"On completion of my military service, I went back to the factory and to the trade union"
About this Quote
That’s not small talk; it’s a claim about legitimacy. In early 20th-century France, where unions were often treated as suspect and socialism was painted as unpatriotic, Jouhaux’s phrasing insists that the worker-citizen doesn’t have to choose. He signals continuity: the same person who fulfills the state’s demand returns to organizing against the terms of industrial life. The subtext is almost defiant: if the nation can take your body for war, you can take your voice back for work.
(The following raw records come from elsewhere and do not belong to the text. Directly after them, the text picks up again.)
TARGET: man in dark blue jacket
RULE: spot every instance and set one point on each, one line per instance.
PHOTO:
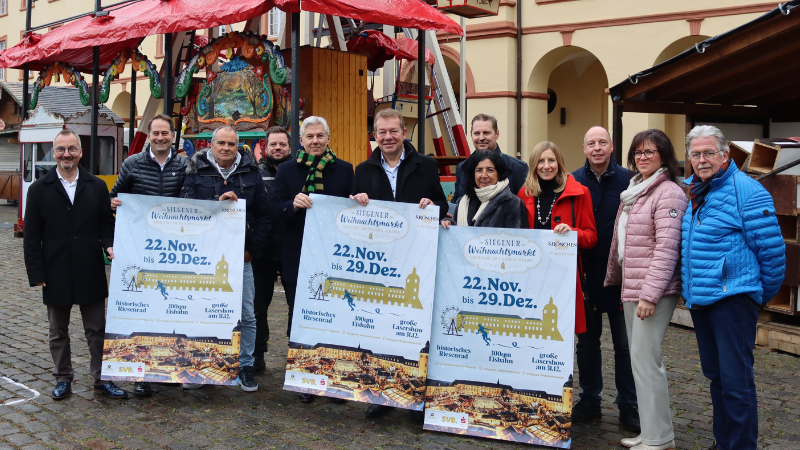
(606, 180)
(229, 173)
(484, 135)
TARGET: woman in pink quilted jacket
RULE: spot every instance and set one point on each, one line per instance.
(644, 258)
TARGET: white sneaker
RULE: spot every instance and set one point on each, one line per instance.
(631, 442)
(667, 446)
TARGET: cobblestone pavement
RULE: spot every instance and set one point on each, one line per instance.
(227, 418)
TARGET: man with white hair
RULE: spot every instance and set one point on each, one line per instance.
(733, 261)
(227, 172)
(315, 169)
It also functions as a résumé in miniature, the kind leaders use to preempt the “out of touch” charge. Jouhaux didn’t float above the shop floor; he went back to it. By pairing “factory” with “trade union,” he underscores that labor politics isn’t an abstract ideology but a practice rooted in daily conditions, wages, safety, dignity. The sentence is spare because it’s meant to sound inevitable. In that inevitability is the message: collective bargaining isn’t a hobby for peacetime, it’s the continuation of civic duty by other means.
Quote Details
| Topic | Work |
|---|---|
| Source | Help us find the source |
| Cite | Cite this Quote |
Citation Formats
APA Style (7th ed.)
Jouhaux, Leon. (2026, January 17). On completion of my military service, I went back to the factory and to the trade union. FixQuotes. https://fixquotes.com/quotes/on-completion-of-my-military-service-i-went-back-81290/
Chicago Style
Jouhaux, Leon. "On completion of my military service, I went back to the factory and to the trade union." FixQuotes. January 17, 2026. https://fixquotes.com/quotes/on-completion-of-my-military-service-i-went-back-81290/.
MLA Style (9th ed.)
"On completion of my military service, I went back to the factory and to the trade union." FixQuotes, 17 Jan. 2026, https://fixquotes.com/quotes/on-completion-of-my-military-service-i-went-back-81290/. Accessed 4 Feb. 2026.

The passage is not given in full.